This school chef has kids hooked on sustainable seafood

Students in Martha's Vineyard are sometimes treated to lobster lunches.
Charles Curtis / Shutterstock

 

Oven-roasted oysters with a lemon butter sauce, fish chowder and baked hake might sound like menu items at a gourmet restaurant, but at two public schools in Martha’s Vineyard, they’re part of a $3 lunch.

Each Friday, Chef Jenny DeVivo serves locally caught seafood to roughly 400 children plus teachers and staff at Chilmark and West Tisbury schools. Devivo’s cooking is part of a larger initiative to bring kids healthy food grown or raised in their community. 

 “I place an order on Tuesday, the fish is typically caught on Wednesday and arrives at our door on Thursday,” DeVivo says. She then scans a QR code on the packaging, which tells her the type of fish, who caught it, where the fish was caught and what fishing method was used.
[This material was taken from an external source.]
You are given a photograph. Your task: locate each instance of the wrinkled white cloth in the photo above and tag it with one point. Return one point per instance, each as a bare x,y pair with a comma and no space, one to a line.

During these “Fish Friday” lunches, she shares that information with her students, who range in age from preschool to eighth grade.

“It’s ignited a little bit of passion in them,” DeVivo says. “We’re surrounded by the water, and they appreciate it and respect it.”

DeVivo says she’s always been drawn to water. She loves to swim, fish and paddleboard, and her family visited Martha’s Vineyard regularly in the 1970s before moving there in the ’80s. DeVivo pursued a career as a singer and traveled Europe, but to get a visa, she began working in restaurants abroad. The experience transformed the way she thought about cooking.

“I grew up in America in the 1980s, where what was popular at home was Chef Boyardee. Food came in a lot of boxes,” says DeVivo. But in Europe’s kitchens, she learned how to make pasta sauce and bread from scratch.

DeVivo eventually returned to Martha’s Vineyard, but her European restaurant experience stayed with her. Those years convinced DeVivo that her son’s school could do better with its lunch program. So five years ago, she took the role of school chef, with a mission to make food healthy, local and affordable.

She added Fish Fridays in November 2016, after partnering with Red’s Best, a wholesaler working with small fishing boats committed to traceability. DeVivo has also used the program as a way to introduce kids to lesser-known but more sustainable species. She subs in white, buttery fishes like hake or pollock instead of over-fished cod, which keeps the program affordable.

In the early weeks of Fish Friday, some children were wary. Only half of them chose the fish option; others went with standbys like the salad bar. But DeVivo encouraged students to try the fish — giving high fives to those who made the plunge — and now she says she has 75-100 percent participation on a typical Friday.

Part of the key to her success, DeVivo says, is keeping the recipes simple and kid-friendly.

 “Jenny just wants the kids to have the best interaction with food and the people who bring it to them,” says her assistant chef, Mercedes Ferreira.

DeVivo says she wants to introduce other schools to her program too. She plans to visit inner-city schools in Connecticut and New York next school season to exchange ideas with their kitchens. Ultimately, DeVivo is hoping to get a grant to travel farther with her message of local seafood sustainability.

“Kids not only eat with their mouth, but also their eyes and ears,” says DeVivo. With the right information, “they’re these budding sustainable creatures.” She says now the kids love guessing what the fish of the week will be, and they beg for oysters, a sustainable seafood of which some were initially skeptical.

The opportunity to help create more young sustainable eaters would be, as DeVivo puts it, “off the hook.”